Caccioppoli, J.; Custódio, F.B.; Vieira, S.M.; Coelho, J.V.; Glória, M.B.A.
2006-08-01

Resumo em português Amostras de seis lotes de sete marcas de salames tipo italiano foram analisadas quanto a aminas bioativas e características físico-químicas de qualidade. Oito das 10 aminas pesquisadas foram detectadas em todas as amostras com teores totais de 28,33 a 53,27mg/100g. A tiramina foi a amina predominante seguida da putrescina e da cadaverina. Todas as marcas apresentaram teores de tiramina capazes de causar efeito tóxico em indivíduos sensíveis dependendo da quantidade (mais) ingerida. Duas marcas apresentaram também teores potencialmente tóxicos de histamina e de feniletilamina.

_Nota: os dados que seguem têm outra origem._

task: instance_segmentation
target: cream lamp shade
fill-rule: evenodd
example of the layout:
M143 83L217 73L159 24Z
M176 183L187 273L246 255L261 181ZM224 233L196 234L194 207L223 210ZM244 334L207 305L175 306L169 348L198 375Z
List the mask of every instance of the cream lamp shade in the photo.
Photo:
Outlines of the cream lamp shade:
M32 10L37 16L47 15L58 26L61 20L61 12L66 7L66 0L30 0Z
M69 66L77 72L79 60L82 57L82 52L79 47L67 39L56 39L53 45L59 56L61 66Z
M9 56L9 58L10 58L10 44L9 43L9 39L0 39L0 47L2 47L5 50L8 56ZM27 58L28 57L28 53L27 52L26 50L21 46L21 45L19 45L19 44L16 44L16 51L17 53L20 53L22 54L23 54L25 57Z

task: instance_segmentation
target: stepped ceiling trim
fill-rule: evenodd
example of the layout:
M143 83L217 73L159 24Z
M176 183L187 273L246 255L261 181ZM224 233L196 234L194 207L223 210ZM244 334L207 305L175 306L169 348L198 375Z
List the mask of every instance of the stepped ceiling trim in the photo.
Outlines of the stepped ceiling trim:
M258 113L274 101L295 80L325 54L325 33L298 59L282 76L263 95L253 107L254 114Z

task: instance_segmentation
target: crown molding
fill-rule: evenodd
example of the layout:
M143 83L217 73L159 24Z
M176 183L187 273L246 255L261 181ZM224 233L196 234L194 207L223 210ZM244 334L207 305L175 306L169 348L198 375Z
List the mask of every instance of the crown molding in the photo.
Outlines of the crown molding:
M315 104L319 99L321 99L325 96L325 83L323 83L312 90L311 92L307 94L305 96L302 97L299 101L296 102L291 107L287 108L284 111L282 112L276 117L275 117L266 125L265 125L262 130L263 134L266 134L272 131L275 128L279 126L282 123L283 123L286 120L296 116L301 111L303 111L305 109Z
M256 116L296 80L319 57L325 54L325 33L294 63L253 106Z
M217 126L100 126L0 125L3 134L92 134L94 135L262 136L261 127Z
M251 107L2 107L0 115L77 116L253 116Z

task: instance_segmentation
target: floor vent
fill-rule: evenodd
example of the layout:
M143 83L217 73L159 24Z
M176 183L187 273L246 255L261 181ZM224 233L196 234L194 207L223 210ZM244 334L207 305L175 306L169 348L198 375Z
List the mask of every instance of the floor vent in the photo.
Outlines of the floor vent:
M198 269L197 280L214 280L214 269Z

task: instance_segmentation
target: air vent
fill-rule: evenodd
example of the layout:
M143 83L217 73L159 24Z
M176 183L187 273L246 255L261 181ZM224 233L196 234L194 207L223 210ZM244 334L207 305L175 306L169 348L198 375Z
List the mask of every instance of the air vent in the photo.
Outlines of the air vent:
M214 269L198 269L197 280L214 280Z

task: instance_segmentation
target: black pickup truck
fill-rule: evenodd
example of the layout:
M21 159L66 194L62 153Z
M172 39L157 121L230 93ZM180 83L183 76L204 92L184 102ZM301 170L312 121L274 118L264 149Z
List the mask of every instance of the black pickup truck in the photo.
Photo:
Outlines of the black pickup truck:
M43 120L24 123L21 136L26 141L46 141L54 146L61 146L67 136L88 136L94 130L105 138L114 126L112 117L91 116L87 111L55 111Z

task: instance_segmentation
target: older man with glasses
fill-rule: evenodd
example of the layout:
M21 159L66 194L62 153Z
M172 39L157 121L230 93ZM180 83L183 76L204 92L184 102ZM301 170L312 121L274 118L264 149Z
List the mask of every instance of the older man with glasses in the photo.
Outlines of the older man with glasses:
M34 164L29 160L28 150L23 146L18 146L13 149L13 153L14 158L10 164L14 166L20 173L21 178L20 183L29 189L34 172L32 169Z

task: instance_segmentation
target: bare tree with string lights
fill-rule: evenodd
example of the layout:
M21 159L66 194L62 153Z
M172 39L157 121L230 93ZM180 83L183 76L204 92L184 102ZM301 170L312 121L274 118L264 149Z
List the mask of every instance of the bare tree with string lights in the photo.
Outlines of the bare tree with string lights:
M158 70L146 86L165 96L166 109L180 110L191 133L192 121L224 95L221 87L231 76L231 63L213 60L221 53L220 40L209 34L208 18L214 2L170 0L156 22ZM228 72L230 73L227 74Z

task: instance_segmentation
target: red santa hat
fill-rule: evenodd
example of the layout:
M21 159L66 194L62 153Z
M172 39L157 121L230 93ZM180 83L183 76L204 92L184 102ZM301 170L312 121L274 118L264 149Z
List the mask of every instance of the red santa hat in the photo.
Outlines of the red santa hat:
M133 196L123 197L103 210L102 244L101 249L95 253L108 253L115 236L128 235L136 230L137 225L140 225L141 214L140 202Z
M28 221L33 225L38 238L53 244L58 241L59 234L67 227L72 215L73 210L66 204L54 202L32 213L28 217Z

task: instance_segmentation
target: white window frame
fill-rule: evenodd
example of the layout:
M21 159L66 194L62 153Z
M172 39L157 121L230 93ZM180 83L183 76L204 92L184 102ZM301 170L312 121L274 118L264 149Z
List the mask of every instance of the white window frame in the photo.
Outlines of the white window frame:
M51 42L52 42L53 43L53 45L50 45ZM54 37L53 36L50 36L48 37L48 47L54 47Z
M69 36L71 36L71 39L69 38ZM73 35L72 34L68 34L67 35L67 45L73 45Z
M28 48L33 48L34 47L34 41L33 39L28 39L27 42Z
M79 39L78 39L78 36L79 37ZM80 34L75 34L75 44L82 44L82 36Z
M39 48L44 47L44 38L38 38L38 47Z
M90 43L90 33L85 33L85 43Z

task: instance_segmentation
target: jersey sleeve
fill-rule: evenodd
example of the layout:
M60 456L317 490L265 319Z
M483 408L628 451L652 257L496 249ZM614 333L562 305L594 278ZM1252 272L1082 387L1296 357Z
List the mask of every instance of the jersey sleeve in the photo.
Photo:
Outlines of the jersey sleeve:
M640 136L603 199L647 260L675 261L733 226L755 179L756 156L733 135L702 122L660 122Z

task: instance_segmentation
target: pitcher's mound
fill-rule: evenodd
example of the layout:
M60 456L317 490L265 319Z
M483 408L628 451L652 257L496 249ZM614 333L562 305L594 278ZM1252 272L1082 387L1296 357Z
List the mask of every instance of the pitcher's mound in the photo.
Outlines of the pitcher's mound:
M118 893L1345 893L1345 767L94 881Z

Nenhuma das marcas atendeu à legislação em pelo menos um parâmetro físico-químico. Os teores de umidade e de açucares totais foram as características com maior percentual de não-atendimento. Os teores de cinzas variaram de 5,54 a 7,12g/100g, sendo os cloretos 66 a 79% desses teores. As amostras apresentaram valores de pH de 4,86 a 5,78, acidez de 16,61 a 55,03ml NaOH N/100g e índice de peróxidos de não detectado a 334,82mEq/kg. Resumo em inglês Six batches of seven brands of Italian sausages purchased in Belo Horizonte, MG were analyzed for bioactive amines and physico-chemical characteristics. Eight out of 10 amines investigated were detected in every sample with total levels varying from 28.33 to 53.27mg/100g. Tyramine was the predominant amine followed by putrescine and cadaverine. Every brand contained toxic tyramine levels for sensitive individuals depending on the amount of sausage consumption. Two brands (mais) also contained toxic levels of histamine and phenylethylamine. No brand was in conformity to legislation levels for at least one physico-chemical parameter. The highest discrepancies to legislation levels were observed for moisture and total sugar contents. The levels of ash varied from 5.54 to 7.12g/100g, with chlorides representing 66 to 79% of the levels.The pH varied from 4.86 to 5.78, acidity from 16.61 to 55.03ml NaOH N/100g and peroxide values from 0.0 (no detected) to 334.82mEq/kg.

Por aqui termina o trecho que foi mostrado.